Monday, March 27, 2023, 12:00pm to 1:00pm

Location: 

Science Center, Room 316

Our upcoming event for the Statistics Department Colloquium Series is scheduled for this Monday, March 27th from 12:00 – 1:00pm (ET) and will be an in-person presentation Science Center Rm. 316. The speaker will be Xiang Zhou, who is an associate professor in the Department of Sociology at Harvard University.

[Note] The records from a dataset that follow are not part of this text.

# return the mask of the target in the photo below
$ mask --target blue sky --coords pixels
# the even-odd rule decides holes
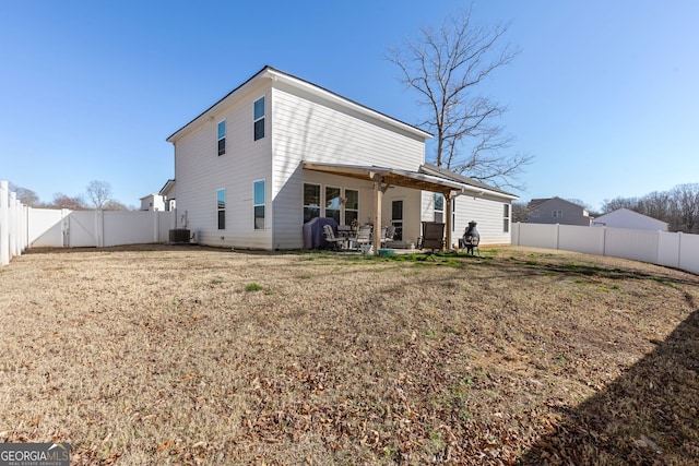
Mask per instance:
[[[174,177],[165,139],[265,64],[414,123],[389,46],[465,1],[0,2],[0,179],[42,201],[108,181],[127,205]],[[522,51],[482,93],[534,156],[532,198],[699,182],[699,2],[476,0]]]

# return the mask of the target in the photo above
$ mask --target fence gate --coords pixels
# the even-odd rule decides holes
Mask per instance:
[[[63,218],[63,247],[95,248],[98,246],[98,216],[94,211],[73,211]]]

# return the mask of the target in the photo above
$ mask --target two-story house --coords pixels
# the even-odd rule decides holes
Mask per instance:
[[[274,250],[301,248],[319,216],[393,225],[404,242],[422,222],[457,238],[476,220],[482,243],[509,244],[517,196],[426,165],[429,138],[265,67],[167,139],[178,227],[202,244]]]

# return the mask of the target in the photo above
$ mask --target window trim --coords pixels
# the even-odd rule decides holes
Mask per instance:
[[[221,123],[223,123],[223,136],[221,135]],[[216,145],[218,147],[218,156],[222,156],[226,153],[226,119],[218,121],[216,124]],[[223,148],[221,147],[223,142]]]
[[[510,232],[510,218],[512,217],[512,206],[502,204],[502,232]]]
[[[257,104],[260,100],[262,100],[262,115],[260,117],[257,117],[257,113],[256,113]],[[259,97],[252,101],[252,140],[253,141],[259,141],[261,139],[264,139],[264,135],[265,135],[264,118],[265,117],[266,117],[266,98],[263,95],[262,97]],[[262,135],[258,138],[257,128],[258,128],[258,122],[260,121],[262,122]]]
[[[318,204],[316,204],[313,206],[313,204],[306,204],[306,186],[312,186],[312,187],[317,187],[318,188]],[[310,222],[313,218],[318,218],[321,216],[322,214],[322,195],[323,195],[323,191],[322,191],[323,187],[321,183],[313,183],[313,182],[306,182],[304,181],[304,184],[301,187],[301,223],[306,223],[306,222]],[[310,217],[308,220],[306,220],[306,208],[317,208],[318,210],[318,217]]]
[[[447,202],[447,198],[445,194],[440,192],[433,193],[433,206],[434,206],[434,220],[439,223],[445,223],[445,203]],[[441,208],[437,208],[437,198],[441,198]],[[439,219],[437,219],[437,214],[439,214]]]
[[[354,189],[354,188],[343,188],[343,199],[344,199],[344,203],[342,204],[342,220],[345,223],[345,225],[351,225],[352,220],[347,222],[347,212],[355,212],[357,214],[356,218],[357,222],[359,222],[359,190],[358,189]],[[350,201],[350,196],[347,195],[347,191],[354,191],[357,193],[357,208],[348,208],[347,207],[347,202]]]
[[[262,203],[257,202],[258,201],[257,200],[258,183],[262,183]],[[258,216],[257,216],[258,207],[262,207],[262,227],[261,228],[258,228]],[[253,230],[266,229],[266,180],[264,178],[252,181],[252,229]]]
[[[223,193],[223,202],[221,201],[221,194]],[[216,190],[216,222],[217,229],[226,229],[226,189],[218,188]]]
[[[337,200],[340,202],[340,205],[337,205],[337,207],[329,207],[328,206],[328,190],[329,189],[336,189],[337,190]],[[322,188],[322,193],[323,193],[323,212],[322,215],[325,218],[334,218],[334,217],[328,217],[328,211],[330,210],[331,212],[336,212],[337,213],[337,224],[340,224],[340,220],[342,220],[342,200],[343,200],[343,189],[342,187],[336,187],[333,184],[323,184]]]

Title: Disparity Analysis: A Tale of Two Approaches

Abstract: To understand the patterns and trends of various forms of inequality, quantitative social science research has typically relied on statistical models linking the conditional mean of an outcome of interest to a range of explanatory factors. A prime example of this approach is the widely used Kitagawa-Oaxaca-Blinder (KOB) method. By fitting two linear models separately for an advantaged group and a disadvantaged group, the KOB method decomposes the between-group outcome disparity into two parts, a part explained by group differences in a set of background characteristics and an unexplained part often dubbed “residual inequality.” In this paper, we explicate and contrast two distinct approaches to studying group disparities, which we term the descriptive approach, as epitomized by the KOB decomposition and its variants, and the prescriptive approach, which focuses on how the disparity of interest would change under a hypothetical intervention to one or more manipulable treatments. For the descriptive approach, we propose a generalized KOB decomposition that allows multiple sets of explanatory variables to be considered sequentially. For the prescriptive approach, we consider a variety of stylized interventions, such as lottery-type and affirmative-action-type interventions that close between-group gaps in treatment. We illustrate the two approaches to disparity analysis by considering the Black-White gap in college completion in the US, how it is statistically explained by racial differences in socioeconomic background, family structure, academic preparation, and college selectivity, and the extent to which it would be reduced under hypothetical reallocations of college-goers from different racial/income backgrounds into different tiers of college --- reallocations that could be targeted by race- or class-conscious admissions policies.